Section 23 (p) (1) (E) creates a limited exception from the foregoing requirement. It provides that for the purposes of these provisions, “a taxpayer on the accrual basis shall be deemed to have made a payment on the last day of the year of accrual if the payment is on account of such taxable year and is made within sixty days after, the close of the taxable year of accrual.”
Since the payment herein was in fact made in 1945, within 60 days after the close of the year 1944, petitioner contends that it is entitled to the reduction in 1944. The difficulty with petitioner’s position is that, in our view, the liability for the payment did not in fact accrue in 1944, and that therefore section 23 (p) (1) (E) has no application. Section 23 (p) (1) (E) deals with payments where there was a proper accrual for the prior year; it allows the deduction to be taken in such prior year, provided that payment is made within 60 days after the close of such year. It in no way undertakes to render an item accruable in the earlier year, which would not otherwise be accruable.
It seems clear to us that the item in question did not accrue in 1944. No pension trust whatever had been created in 1944. True, petitioner’s board of directors had resolved on December 28,1944, to create such a trust, presumably to be patterned after a specimen instrument submitted to it, and had authorized a contribution of not to exceed $25,000 to such trust. But that trust was not in fact created until January 26, 1945, and it was only on January 25, 1945, that the trustees who were to serve were named. And there is no evidence that the employees were notified of the trust prior to January 30,1945. In these circumstances, it is difficult to see how any liability could accrue against petitioner on December 28, 1944, with respect to the amount involved. All that happened on that day was a unilateral determination by petitioner to create a trust in the future and to make a contribution to sucb trust. If, for any reason, petitioner’s board of directors should have decided on, say, January 20,1945, not to go through with the plan, it could doubtless have met and resolved to abandon it, without subjecting petitioner to liability to anyone.

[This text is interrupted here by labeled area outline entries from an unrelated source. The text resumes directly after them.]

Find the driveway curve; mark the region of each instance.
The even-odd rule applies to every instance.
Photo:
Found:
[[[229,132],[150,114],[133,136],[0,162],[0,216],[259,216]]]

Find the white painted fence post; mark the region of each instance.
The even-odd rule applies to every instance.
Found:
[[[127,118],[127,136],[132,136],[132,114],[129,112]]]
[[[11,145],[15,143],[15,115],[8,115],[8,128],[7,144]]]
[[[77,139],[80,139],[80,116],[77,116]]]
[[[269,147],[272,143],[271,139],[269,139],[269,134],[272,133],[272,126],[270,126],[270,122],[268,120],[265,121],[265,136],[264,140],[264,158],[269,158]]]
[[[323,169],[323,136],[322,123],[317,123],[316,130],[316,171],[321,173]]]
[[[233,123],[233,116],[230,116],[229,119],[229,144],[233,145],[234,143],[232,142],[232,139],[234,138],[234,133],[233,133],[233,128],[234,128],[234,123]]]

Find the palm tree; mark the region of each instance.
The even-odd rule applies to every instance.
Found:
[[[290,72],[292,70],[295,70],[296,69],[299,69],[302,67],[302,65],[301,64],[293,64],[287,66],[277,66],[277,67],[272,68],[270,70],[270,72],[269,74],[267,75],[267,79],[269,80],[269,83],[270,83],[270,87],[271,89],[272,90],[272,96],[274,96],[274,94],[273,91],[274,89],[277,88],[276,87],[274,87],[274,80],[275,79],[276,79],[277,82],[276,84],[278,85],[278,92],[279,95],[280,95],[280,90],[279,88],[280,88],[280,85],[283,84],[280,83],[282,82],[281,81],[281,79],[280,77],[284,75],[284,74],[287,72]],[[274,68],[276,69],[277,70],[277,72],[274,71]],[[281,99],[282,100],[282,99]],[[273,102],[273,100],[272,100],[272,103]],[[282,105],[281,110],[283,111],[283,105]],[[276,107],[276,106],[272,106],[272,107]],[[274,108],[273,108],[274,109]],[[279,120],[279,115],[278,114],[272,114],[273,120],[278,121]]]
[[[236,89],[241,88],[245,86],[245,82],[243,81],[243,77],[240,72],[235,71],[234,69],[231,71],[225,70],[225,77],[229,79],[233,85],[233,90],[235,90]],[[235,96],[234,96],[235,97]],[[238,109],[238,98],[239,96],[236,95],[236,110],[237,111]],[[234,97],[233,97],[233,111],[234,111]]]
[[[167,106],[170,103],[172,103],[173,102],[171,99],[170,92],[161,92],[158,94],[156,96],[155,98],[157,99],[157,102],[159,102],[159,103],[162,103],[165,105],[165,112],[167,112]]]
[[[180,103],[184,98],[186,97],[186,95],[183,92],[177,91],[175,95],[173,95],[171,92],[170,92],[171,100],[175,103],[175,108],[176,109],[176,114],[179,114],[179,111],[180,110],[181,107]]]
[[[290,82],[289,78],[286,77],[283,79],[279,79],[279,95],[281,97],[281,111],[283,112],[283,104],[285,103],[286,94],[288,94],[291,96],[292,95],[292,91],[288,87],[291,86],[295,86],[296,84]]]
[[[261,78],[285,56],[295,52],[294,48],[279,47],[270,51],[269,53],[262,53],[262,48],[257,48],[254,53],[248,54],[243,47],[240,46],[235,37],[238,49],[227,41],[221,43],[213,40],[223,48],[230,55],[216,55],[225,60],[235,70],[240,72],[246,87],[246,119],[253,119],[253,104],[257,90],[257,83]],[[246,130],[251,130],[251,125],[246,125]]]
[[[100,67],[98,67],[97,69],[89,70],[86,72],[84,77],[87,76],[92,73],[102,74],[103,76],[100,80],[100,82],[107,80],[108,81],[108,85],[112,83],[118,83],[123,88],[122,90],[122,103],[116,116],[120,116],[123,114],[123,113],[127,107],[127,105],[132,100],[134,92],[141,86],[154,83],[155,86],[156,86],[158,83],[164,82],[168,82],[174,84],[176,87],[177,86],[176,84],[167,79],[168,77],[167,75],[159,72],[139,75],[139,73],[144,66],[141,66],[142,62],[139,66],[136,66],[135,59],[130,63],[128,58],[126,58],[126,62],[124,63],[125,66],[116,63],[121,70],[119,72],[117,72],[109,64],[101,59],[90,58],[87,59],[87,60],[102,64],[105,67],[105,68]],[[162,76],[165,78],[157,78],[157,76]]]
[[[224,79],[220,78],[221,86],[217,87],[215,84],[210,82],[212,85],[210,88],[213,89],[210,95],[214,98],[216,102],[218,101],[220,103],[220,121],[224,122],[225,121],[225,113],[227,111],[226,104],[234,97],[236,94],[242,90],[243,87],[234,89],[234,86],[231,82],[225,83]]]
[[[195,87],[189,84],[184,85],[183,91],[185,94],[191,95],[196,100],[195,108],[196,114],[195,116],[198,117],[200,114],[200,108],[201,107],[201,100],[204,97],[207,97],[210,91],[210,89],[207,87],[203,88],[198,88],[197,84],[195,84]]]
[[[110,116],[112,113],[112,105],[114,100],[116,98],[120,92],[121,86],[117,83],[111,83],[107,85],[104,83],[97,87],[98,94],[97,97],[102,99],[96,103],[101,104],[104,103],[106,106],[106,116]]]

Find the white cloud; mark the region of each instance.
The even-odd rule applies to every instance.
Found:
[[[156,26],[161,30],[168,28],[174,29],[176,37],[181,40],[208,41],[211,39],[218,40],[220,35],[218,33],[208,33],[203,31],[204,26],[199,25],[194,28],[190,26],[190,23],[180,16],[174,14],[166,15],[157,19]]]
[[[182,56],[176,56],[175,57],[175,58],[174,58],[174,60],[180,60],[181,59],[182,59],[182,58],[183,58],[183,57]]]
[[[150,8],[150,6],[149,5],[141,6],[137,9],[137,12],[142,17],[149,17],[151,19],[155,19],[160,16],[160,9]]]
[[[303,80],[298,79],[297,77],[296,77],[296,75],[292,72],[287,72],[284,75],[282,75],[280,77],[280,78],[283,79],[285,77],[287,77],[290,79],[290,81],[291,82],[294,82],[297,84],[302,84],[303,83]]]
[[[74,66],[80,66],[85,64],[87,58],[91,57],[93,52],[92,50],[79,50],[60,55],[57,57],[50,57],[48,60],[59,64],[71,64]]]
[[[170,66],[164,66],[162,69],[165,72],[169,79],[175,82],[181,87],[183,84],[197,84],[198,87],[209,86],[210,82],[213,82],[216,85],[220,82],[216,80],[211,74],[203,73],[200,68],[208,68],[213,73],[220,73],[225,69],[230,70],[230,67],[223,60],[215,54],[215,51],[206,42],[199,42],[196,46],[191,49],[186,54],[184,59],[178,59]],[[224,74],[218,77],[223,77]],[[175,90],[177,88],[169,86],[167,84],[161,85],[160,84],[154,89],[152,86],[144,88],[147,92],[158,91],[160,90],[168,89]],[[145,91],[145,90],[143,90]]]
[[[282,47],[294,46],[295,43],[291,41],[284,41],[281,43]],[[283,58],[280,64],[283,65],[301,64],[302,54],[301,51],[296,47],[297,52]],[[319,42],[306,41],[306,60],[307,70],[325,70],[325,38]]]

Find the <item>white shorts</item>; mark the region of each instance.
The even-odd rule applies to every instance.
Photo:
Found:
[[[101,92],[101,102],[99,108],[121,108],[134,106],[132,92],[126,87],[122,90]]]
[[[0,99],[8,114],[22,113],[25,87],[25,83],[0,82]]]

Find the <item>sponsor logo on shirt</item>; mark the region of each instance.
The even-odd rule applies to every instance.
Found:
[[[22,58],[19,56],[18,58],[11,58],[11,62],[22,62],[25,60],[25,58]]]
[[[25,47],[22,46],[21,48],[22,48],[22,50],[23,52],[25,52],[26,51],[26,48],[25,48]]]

It seems plain to us that the payments in question did not accrue in 1944, and that section 28 (p) (1) (E) is not authority for treating them as though they did accrue in 1944. Section 23 (p) (1) (E) merely allows the deduction to an accrual basis taxpayer in the earlier year, where the payment, otherwise accruable in the earlier year, is in fact made within 60 days after the close of the earlier year. But where, as here, the $23,500 item is not properly accruable in 1944 under accepted principles of accrual accounting, nothing in section 23 (p) (1) (E) undertakes to authorize the deduction in 1944, merely because payment was made within 60 days after the close of 1944.
Petitioner points to 555, Inc., 15 T. C. 671, and Crow-Burlingame Co., 15 T. C. 738, affd. 192 F. 2d 574 (C. A. 8), in support of its position. But in those cases, tentative trust agreements had in fact been executed in the earlier year, and it was an indispensable assumption in those cases that the amounts in question had in fact accrued in the earlier year. Here, on the other hand, the amount involved was not properly accruable in 1944, and therefore cannot be deducted in that year. Tavannes Watch Co. v. Commissioner, 176 F. 2d 211 (C. A. 2), reversing 10 T. C. 544, also relied upon by petitioner, did not turn upon the issue decided herein.1
Reviewed by the Court.
Decision will be entered, for the respondent.
Petitioner has made the contention that the Commissioner’s position is based upon Mim, 6394, 1949-1 C. B. 118, promulgated after the year in question, and it suggests that the Commissioner was without authority to make such a retroactive ruling. However, although this ruling confirms the result that we reach herein, our conclusion is not based upon it.